Urs Leimgruber, Jacques Demierre, Juillaguet, 3 décembre 2023

Urs Leimgruber

URS LEIMGRUBER : Saxophone Soprano

JACQUES DEMIERRE : Épinette amplifiée

Deux musiciens Suisses

Urs Leimgruber : une des voix majeures des musiques improvisées depuis les années 70, il s’installe à Paris en 88 après un crochet par les USA.  On l’a entendu sur toutes les scènes internationales avec Steve Lacy, Fred Frith, Marylin Crispell, Joëlle Léandre, György Kurtag, Michel Doneda, Jean-Marc Foussat…, et plus récemment, en trio avec Jacques Demierre et Barre Phillips.

Jacques Demierre (épinette amplifiée): compositeur, pianiste, et improvisateur, musicien et théoricien, performeur dans le champ de la poésie sonore et l’intervention sonore in situ. Une même quête anime son approche de la conscience du sonore. S’il partage avec Urs Leimgruber nombre de collaborations , il a aussi joué avec : Andrea Parkins, Butch Morris, Roger Turner, Carlos Zingaro, Barry Guy, Sylvie Courvoisier, Hann Bennink, Paul Lovens, Phil Minton, etc.

Bref, des pointures, et qui se connaissent bien.

Réunis ce soir dans une charmante demeure-studio de la Charente, grâce au travail passionné de notre ami Philippe Levreaud, où une cinquantaine d’esthètes ont bravé les frimas de saison pour assister à cette performance proposée par deux immenses talents souvent associés, toujours en grande complicité.

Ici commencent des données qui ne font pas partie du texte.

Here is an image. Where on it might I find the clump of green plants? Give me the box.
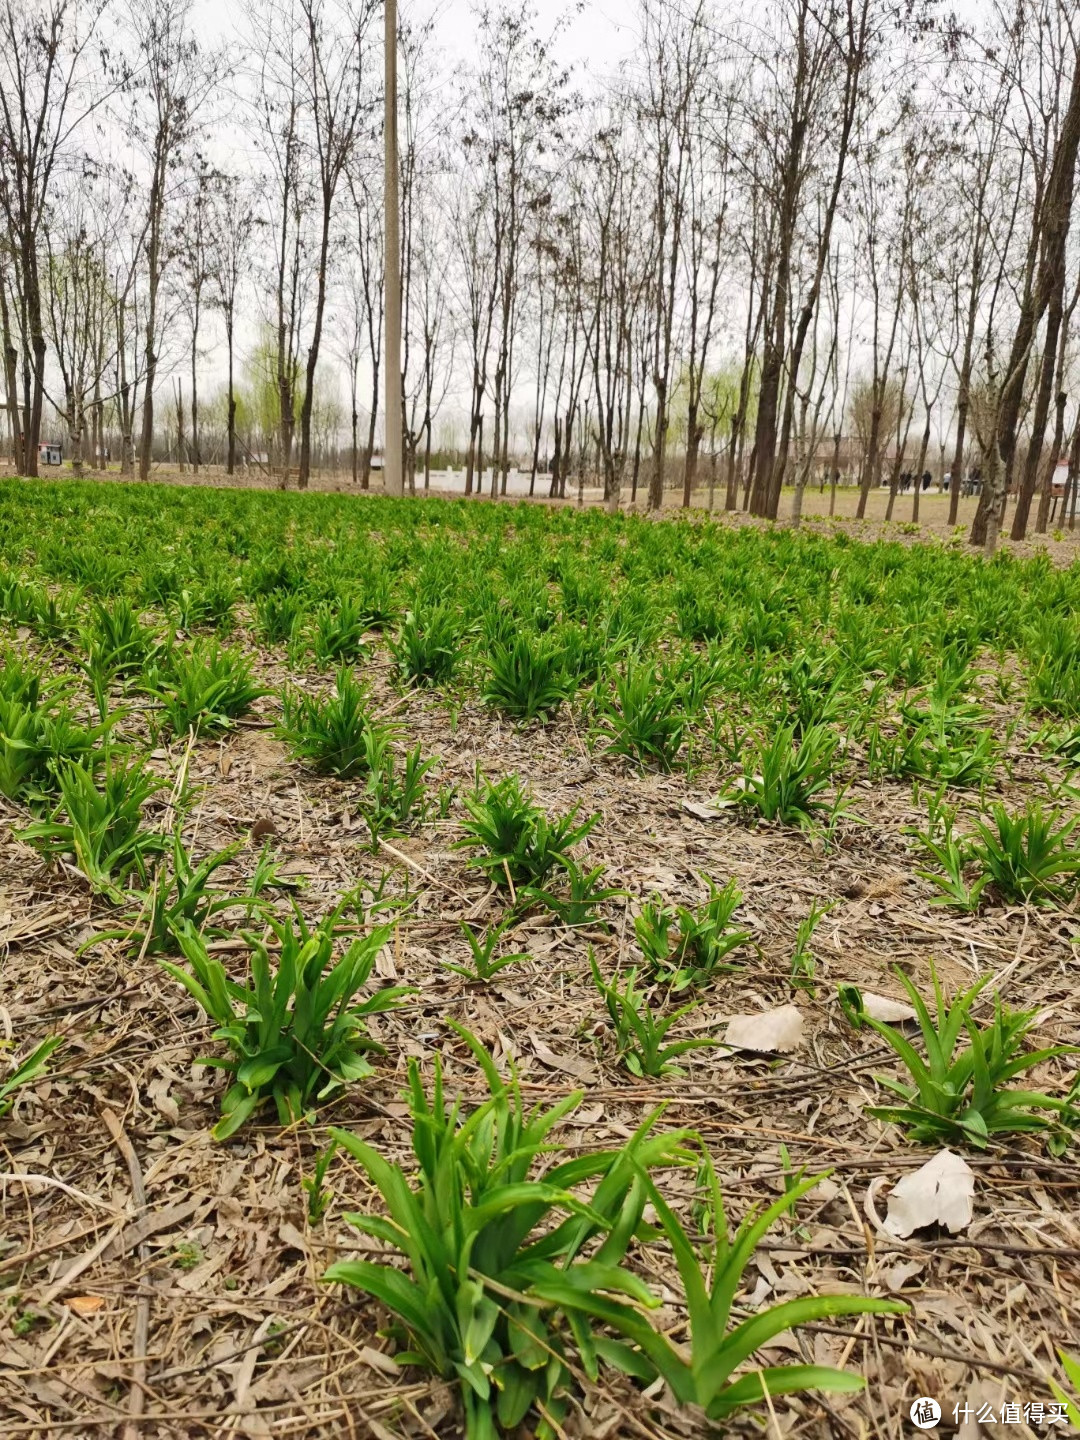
[443,917,529,983]
[324,1026,687,1439]
[17,753,167,894]
[27,582,83,643]
[634,878,752,990]
[721,722,843,829]
[311,595,369,667]
[0,1037,63,1117]
[457,773,597,890]
[277,667,392,779]
[590,952,718,1077]
[772,649,856,736]
[594,659,688,769]
[302,1138,339,1224]
[164,905,412,1139]
[356,566,397,628]
[616,1154,906,1422]
[81,598,158,683]
[1026,614,1080,718]
[358,734,436,846]
[970,802,1080,905]
[0,664,108,802]
[171,575,239,632]
[86,831,279,957]
[862,965,1079,1150]
[520,856,624,929]
[255,590,305,646]
[145,640,266,738]
[912,796,1080,909]
[482,631,570,721]
[790,899,835,989]
[867,685,997,787]
[908,792,988,911]
[389,603,462,686]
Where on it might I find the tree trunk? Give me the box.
[1010,296,1066,540]
[1035,389,1068,534]
[947,394,968,527]
[648,381,667,511]
[723,412,740,511]
[630,401,643,504]
[1063,414,1080,530]
[996,58,1080,541]
[226,329,237,475]
[911,421,932,525]
[828,432,841,516]
[682,405,700,508]
[529,421,541,497]
[0,273,20,474]
[855,404,884,519]
[298,208,332,491]
[884,447,906,523]
[982,437,1005,557]
[363,360,379,490]
[190,340,199,473]
[175,378,185,473]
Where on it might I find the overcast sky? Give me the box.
[193,0,637,73]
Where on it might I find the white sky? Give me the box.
[416,0,635,68]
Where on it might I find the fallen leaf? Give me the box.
[64,1295,104,1316]
[859,991,917,1024]
[359,1345,401,1378]
[148,1075,179,1125]
[682,800,725,821]
[724,1005,805,1054]
[883,1150,974,1238]
[374,944,397,980]
[530,1036,598,1083]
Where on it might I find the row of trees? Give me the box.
[2,0,1080,549]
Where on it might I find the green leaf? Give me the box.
[211,1088,261,1141]
[707,1364,867,1419]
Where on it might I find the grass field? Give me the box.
[1,475,1079,1438]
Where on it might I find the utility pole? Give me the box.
[383,0,403,496]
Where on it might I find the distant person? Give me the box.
[922,471,931,491]
[942,470,951,492]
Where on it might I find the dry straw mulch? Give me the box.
[1,630,1078,1439]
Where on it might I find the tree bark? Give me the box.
[995,56,1080,541]
[1035,389,1068,535]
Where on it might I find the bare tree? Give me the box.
[294,0,379,490]
[346,170,383,489]
[209,174,257,475]
[0,0,110,475]
[127,0,218,481]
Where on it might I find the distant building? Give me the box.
[38,443,62,466]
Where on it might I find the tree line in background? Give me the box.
[2,0,1080,551]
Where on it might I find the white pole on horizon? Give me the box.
[383,0,403,496]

Plutôt qu’un concert musical, quel qu’en soit les styles, thèmes ou modalités, il s’agit là d’une réelle expérience de poésie sonore, recherche de sons, interaction entre les musiciens… et surtout avec les auditeurs dont les silences, mouvements, attention sont parties prenantes de l’événement. La tension entre tous les participants est palpable et nous sommes tous bel et bien invités à une immersion totale dans un moment de création de sons d’où nous ne sortirons pas indemnes. 

Poésie intuitive qui privilégie l’imaginaire de chacun, découvrant les formes et images qu’il induit lui-même, et sont partagés par tous. Toutes les possibilités sonores des 2 instruments sont explorées ou découvertes dans l’instant. Les sons fusent de toutes les pièces qui leur sont accessibles , certains à peine audibles transpercent le silence recueilli, réceptacle de toutes configurations. L’épinette (sorte de court clavecin, ici : une reproduction fidèle d’un modèle du XVIII ème siècle, sans autre préparation qu’une amplification permettant d’entendre la moindre production sonore et certaines harmoniques générées naturellement)

C’est un laboratoire alchimique qui sent l’or et le soufre, le mercure et le sel. Des couleurs se forment, s’assemblent, des images et tableaux apparaissent, se suivent, ce n’est pas un concert mais une exposition ! 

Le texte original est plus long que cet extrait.